OSBORN: I’ve thought about that. It must be somewhere in my background. My uncle organized unions in Toledo where I grew up. I remember him as being a very intense man. He fought the U.S. Army in the streets of Ohio. Strikers were killed. And my grandfather had been a coal miner. He was working in a coal mine in southern Illinois and there was a strike. Scabs were brought in from Chicago, and the miners surrounded them with rifles and opened fire. The scabs gave up, they surrendered, and the coal miners murdered 17 of them. When the coal miners were brought to trial, they were all acquitted. It would have been impossible to convict a miner in southern Illinois for the murder of a Scab.
Growing up, every kind of curse word was common currency except for the word Scab. If you said that, you were saying something really negative about somebody. That was the worst thing you could call somebody, the worst thing you could be.
BW: What about your mother and father?
OSBORN: My mother was a manic depressive and in one of her later manic phases she decided to run for president of the United States – seriously. She happened to be in a psych ward at the time. She had been in the U.S. Army. She would always end up on this ward with Vietnam vets. So one day she announced that she was going to run, and called a press conference. My mother said she was going to run on behalf of all the mental patients, all the alcoholics, the addicts, all the poor people, the Vietnam vets that were so stressed out and troubled.
BW: All the people who were right at the bottom.
OSBORN: Yes, exactly. An irony in the Downtown Eastside is that there are two hotels within a block of each other on East Hastings Street. One is the Walton; the other is the Patricia. Those are the first names of my parents; Walton and Patricia. I think about that sometimes. It’s as if there’s a family connection in terms of trying to defend people who are being assaulted down there.
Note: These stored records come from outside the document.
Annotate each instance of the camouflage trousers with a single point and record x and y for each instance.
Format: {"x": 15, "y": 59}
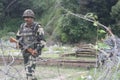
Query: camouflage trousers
{"x": 30, "y": 65}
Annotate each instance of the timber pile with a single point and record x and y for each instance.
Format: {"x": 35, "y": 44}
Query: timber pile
{"x": 84, "y": 50}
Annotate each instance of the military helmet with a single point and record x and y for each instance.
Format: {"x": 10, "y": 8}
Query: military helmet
{"x": 28, "y": 13}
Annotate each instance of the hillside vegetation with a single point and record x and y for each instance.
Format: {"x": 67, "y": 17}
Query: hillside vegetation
{"x": 59, "y": 25}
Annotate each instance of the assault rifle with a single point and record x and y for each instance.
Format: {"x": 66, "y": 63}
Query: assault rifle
{"x": 30, "y": 50}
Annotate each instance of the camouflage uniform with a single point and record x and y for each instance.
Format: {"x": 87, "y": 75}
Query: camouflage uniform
{"x": 30, "y": 36}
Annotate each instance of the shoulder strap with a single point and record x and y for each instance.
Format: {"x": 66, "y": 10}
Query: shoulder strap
{"x": 22, "y": 26}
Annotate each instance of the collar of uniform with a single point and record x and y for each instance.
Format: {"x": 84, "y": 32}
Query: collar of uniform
{"x": 29, "y": 26}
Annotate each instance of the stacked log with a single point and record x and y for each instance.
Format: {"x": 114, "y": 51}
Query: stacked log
{"x": 85, "y": 50}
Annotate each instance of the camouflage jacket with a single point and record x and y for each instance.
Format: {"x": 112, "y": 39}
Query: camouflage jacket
{"x": 30, "y": 36}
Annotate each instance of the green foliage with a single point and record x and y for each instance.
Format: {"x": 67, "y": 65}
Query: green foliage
{"x": 115, "y": 13}
{"x": 75, "y": 29}
{"x": 58, "y": 24}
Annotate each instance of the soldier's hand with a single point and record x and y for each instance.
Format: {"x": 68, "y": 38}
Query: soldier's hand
{"x": 33, "y": 52}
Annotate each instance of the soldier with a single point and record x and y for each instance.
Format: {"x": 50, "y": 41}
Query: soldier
{"x": 31, "y": 41}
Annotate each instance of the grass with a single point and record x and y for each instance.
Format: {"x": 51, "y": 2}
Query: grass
{"x": 48, "y": 73}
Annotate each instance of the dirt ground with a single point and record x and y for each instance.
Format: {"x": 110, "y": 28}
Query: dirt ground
{"x": 42, "y": 73}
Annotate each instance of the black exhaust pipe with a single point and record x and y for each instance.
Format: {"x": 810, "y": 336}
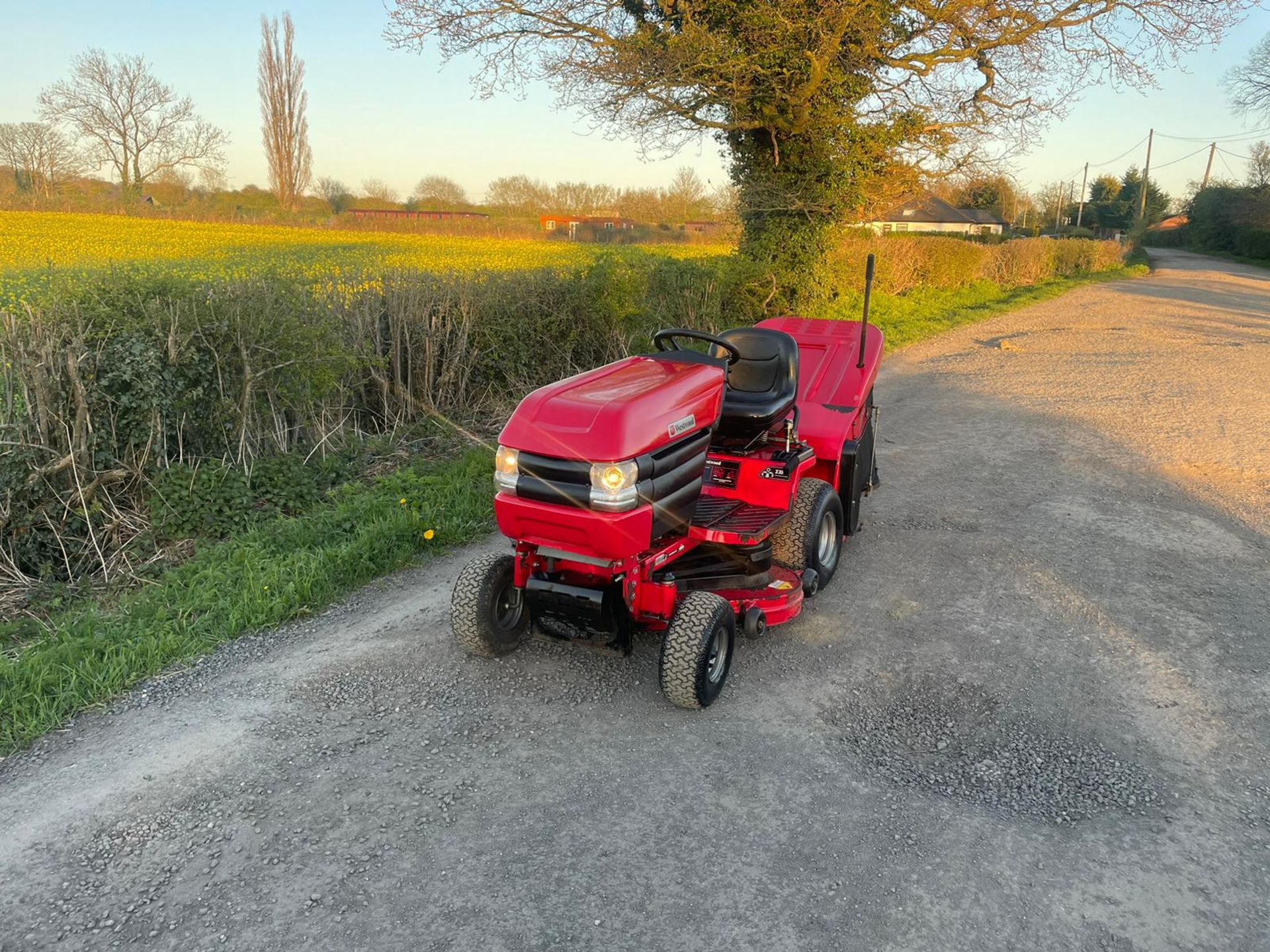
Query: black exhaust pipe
{"x": 864, "y": 317}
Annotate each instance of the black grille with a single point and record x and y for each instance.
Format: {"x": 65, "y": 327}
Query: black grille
{"x": 734, "y": 516}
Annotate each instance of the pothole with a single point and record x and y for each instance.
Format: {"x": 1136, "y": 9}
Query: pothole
{"x": 954, "y": 740}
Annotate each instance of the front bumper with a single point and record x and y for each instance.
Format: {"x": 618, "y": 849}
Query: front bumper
{"x": 607, "y": 536}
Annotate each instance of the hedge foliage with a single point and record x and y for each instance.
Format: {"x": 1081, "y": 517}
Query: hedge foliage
{"x": 1224, "y": 219}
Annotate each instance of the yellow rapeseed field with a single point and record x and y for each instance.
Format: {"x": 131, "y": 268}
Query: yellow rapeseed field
{"x": 42, "y": 249}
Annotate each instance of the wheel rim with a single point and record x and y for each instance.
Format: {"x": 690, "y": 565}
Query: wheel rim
{"x": 719, "y": 651}
{"x": 827, "y": 541}
{"x": 506, "y": 611}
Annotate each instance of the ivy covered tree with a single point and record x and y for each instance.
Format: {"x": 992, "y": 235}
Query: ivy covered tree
{"x": 817, "y": 102}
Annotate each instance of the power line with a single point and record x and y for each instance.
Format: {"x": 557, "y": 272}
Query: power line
{"x": 1242, "y": 158}
{"x": 1165, "y": 165}
{"x": 1109, "y": 161}
{"x": 1230, "y": 138}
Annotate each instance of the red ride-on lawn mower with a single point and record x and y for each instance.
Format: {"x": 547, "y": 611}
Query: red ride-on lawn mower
{"x": 680, "y": 492}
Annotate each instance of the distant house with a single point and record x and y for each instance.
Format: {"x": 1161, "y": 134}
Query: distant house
{"x": 403, "y": 214}
{"x": 585, "y": 225}
{"x": 927, "y": 212}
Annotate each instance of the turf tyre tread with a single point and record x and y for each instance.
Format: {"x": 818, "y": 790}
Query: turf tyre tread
{"x": 685, "y": 649}
{"x": 790, "y": 543}
{"x": 474, "y": 590}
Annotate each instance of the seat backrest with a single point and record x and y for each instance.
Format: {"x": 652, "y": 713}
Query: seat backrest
{"x": 767, "y": 365}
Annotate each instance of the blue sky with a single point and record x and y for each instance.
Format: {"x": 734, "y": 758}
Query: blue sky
{"x": 398, "y": 116}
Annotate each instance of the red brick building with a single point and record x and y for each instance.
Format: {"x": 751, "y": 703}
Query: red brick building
{"x": 403, "y": 214}
{"x": 585, "y": 223}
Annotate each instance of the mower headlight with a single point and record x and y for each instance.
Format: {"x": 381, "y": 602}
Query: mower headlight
{"x": 613, "y": 487}
{"x": 507, "y": 469}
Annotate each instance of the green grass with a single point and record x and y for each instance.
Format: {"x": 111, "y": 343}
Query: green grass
{"x": 907, "y": 319}
{"x": 271, "y": 574}
{"x": 286, "y": 568}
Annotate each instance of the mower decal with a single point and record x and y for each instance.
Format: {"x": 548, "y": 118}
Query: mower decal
{"x": 683, "y": 426}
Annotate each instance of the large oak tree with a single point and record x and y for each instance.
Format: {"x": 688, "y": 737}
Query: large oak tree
{"x": 130, "y": 120}
{"x": 818, "y": 102}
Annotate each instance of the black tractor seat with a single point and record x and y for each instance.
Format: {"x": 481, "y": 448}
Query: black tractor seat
{"x": 762, "y": 385}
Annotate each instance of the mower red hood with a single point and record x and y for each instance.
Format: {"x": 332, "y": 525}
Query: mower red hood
{"x": 618, "y": 412}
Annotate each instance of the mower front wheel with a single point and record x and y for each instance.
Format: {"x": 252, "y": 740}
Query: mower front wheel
{"x": 697, "y": 651}
{"x": 812, "y": 537}
{"x": 487, "y": 614}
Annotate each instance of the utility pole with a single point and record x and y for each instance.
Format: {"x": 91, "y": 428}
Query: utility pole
{"x": 1146, "y": 179}
{"x": 1085, "y": 179}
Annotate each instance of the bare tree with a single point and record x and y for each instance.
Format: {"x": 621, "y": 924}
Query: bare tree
{"x": 284, "y": 106}
{"x": 439, "y": 192}
{"x": 685, "y": 194}
{"x": 818, "y": 102}
{"x": 380, "y": 190}
{"x": 131, "y": 121}
{"x": 1259, "y": 164}
{"x": 1249, "y": 84}
{"x": 42, "y": 159}
{"x": 334, "y": 193}
{"x": 519, "y": 194}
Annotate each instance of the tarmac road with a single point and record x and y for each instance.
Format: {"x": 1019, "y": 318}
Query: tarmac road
{"x": 1029, "y": 714}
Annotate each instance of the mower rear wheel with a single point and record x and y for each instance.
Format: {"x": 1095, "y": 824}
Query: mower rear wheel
{"x": 697, "y": 651}
{"x": 812, "y": 537}
{"x": 487, "y": 614}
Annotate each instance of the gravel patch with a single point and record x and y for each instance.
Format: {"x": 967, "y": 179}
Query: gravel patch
{"x": 954, "y": 740}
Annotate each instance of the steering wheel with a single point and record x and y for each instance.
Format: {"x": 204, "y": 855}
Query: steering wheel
{"x": 665, "y": 340}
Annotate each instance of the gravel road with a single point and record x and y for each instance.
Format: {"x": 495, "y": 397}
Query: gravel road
{"x": 1031, "y": 713}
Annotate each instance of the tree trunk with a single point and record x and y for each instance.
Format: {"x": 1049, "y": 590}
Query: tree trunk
{"x": 795, "y": 194}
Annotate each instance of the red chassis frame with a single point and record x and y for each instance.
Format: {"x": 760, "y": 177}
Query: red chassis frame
{"x": 592, "y": 549}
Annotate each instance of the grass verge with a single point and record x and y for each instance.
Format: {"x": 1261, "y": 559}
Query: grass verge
{"x": 907, "y": 319}
{"x": 280, "y": 571}
{"x": 287, "y": 568}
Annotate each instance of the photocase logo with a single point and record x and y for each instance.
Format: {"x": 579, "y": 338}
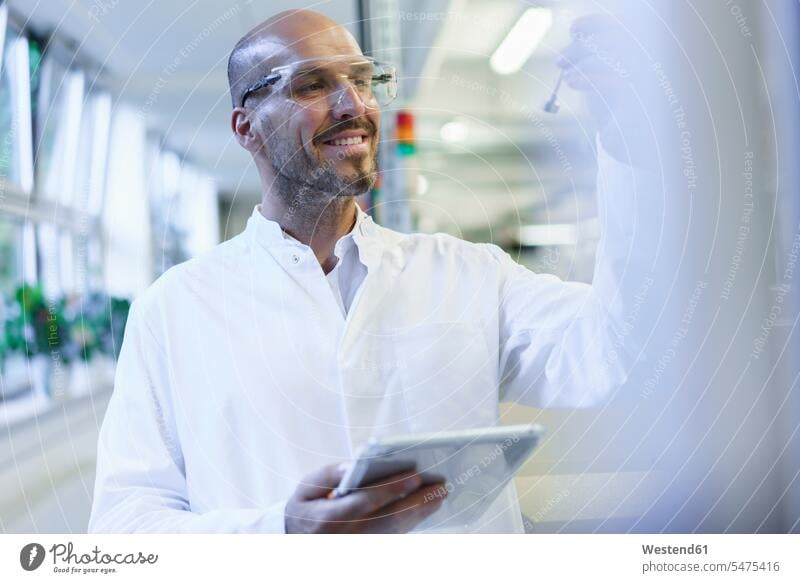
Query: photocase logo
{"x": 31, "y": 556}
BW: Do you believe in destiny? Do you have a faith?
OSBORN: I don’t know how to define theology very much, but I realize now that I don’t have the last word. Human beings don’t. We would like to, but it isn’t that way. Other factors are involved. There’s another hand involved, otherwise I wouldn’t be here. The hope of bringing possibilities out of impossibilities, that sustains me. And it sustains some of the people that I’ve met who have said, “Don’t stop. Whatever you’re doing now, just don’t stop. Don’t stop fighting.”
For instance, there has been an intense and relentless police attack on the 100-block Hastings area without taking into consideration that there are other ways to solve the problems around illicit drug use. Those are the sort of things that concern me on a day-to-day basis. That’s why it’s really exciting for me to work with musicians. It’s a way to expand the discussions beyond grinding political meetings or making speeches.
BW: Did you actually record your CD on the roof of the tall building, or is that just a promo thing?
OSBORN: No, we recorded in a studio on the roof of a building.
BW: It’s ironic to be making music on a skyscraper about life down on the street.
OSBORN: What can I say? I guess music can be celestial and down-to-earth at the same time.
BW: What happens if you get hugely successful and you wind up with tons of dough?
OSBORN: I’d buy Woodwards and develop it for the needs of the people of the Downtown Eastside.